I was wondering if it is possible to use Splatter to simulate cell outliers.

In the documentation of Splatter, there are expression outlier parameters, but I did not find any specific information on cell outliers. Excuse me if I missed anything. I only searched the keyword "outlier" in the documentation.

I thought about generating very small DE groups with large DE scale in Splatter as cell outliers, but I am not sure if it is appropriate or not.

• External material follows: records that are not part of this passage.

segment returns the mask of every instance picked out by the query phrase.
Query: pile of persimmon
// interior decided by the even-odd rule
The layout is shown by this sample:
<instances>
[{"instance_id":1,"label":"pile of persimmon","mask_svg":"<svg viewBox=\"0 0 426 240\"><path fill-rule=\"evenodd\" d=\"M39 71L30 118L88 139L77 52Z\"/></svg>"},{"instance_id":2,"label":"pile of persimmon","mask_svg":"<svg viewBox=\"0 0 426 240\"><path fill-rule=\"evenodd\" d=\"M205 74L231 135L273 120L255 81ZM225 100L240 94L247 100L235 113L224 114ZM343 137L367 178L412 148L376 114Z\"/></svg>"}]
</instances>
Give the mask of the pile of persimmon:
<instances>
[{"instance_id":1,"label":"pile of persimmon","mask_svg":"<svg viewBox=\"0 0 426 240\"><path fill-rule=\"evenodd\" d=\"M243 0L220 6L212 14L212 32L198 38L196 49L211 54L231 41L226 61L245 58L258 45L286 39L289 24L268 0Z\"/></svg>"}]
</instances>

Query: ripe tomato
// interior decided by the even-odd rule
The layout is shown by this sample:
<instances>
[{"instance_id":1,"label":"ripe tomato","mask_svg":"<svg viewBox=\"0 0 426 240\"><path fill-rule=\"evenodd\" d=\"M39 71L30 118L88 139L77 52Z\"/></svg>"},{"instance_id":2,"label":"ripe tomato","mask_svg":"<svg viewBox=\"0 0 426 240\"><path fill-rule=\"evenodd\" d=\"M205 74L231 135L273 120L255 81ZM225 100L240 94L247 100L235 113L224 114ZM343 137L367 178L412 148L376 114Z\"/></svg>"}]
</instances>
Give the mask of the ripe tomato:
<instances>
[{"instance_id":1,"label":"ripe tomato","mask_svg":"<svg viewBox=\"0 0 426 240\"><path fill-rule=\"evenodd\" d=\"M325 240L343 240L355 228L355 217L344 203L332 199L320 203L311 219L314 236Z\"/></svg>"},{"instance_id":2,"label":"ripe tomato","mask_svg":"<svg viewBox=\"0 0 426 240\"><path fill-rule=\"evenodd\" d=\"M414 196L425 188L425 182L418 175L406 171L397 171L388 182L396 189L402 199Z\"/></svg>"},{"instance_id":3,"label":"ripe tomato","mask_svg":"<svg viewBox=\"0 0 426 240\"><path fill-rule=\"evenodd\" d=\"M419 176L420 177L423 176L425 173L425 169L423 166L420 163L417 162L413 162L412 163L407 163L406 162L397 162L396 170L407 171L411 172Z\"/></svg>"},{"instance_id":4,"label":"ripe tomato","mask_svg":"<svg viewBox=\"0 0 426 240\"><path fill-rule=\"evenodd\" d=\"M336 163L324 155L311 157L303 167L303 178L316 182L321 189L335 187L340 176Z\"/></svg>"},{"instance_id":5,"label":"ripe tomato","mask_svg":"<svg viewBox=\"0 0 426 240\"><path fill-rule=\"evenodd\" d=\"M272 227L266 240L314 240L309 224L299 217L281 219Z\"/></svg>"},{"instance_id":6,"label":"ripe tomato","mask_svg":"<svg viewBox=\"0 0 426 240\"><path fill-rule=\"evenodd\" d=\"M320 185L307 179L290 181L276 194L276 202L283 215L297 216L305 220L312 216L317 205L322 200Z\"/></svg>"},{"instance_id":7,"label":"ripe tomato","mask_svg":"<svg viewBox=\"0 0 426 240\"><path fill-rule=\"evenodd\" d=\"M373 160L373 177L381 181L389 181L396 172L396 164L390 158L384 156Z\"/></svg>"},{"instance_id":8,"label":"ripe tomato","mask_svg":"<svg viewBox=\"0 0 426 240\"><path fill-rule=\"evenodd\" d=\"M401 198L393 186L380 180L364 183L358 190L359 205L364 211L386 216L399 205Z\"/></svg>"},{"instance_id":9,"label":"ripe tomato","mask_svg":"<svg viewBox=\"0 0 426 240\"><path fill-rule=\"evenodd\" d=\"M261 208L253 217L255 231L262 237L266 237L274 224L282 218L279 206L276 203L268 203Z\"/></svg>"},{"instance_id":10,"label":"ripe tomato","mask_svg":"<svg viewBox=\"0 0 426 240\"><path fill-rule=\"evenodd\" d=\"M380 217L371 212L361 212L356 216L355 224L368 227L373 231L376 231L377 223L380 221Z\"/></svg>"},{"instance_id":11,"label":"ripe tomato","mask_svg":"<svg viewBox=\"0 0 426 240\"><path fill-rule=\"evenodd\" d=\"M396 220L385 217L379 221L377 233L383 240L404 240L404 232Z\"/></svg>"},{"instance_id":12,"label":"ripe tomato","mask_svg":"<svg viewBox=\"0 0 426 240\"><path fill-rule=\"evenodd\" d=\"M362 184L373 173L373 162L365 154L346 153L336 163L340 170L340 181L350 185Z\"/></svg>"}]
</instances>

I am trying to benchmark methods for detecting cell outliers. Although it is not very meaningful to identify a very small number of outliers in scRNA-seq datasets that usually contain thousands of cells, it may be a straightforward approach to reduce the noise in the datasets.

Any pointers would be appreciated!

By the way, I have been using Splatter to benchmark clustering methods, and it worked very smoothly. I appreciate your efforts on making the package reliable and easy to use.

modified 6 months ago • written 6 months ago by luke.zappia50
1
6 months ago by
luke.zappia50
luke.zappia50 wrote:

Cell outliers aren't part of the current model for the Splat simulation. I think your idea of having some groups with very small probabilities and relatively large DE factors is probably a good approach to try. Maybe something like:



sim <- splatSimulateGroups(group.prob = c(0.5, 0.4, 0.09, 0.001, 0.001, 0.001, 0.001, 0.001, 0.001, 0.001, 0.001, 0.001, 0.001))



That would give you three "real" clusters and ten kinds of "outlier" cells. You will probably need to play around with the exact probabilities to get something that looks like what you want and you might want to do something similar with the DE parameters.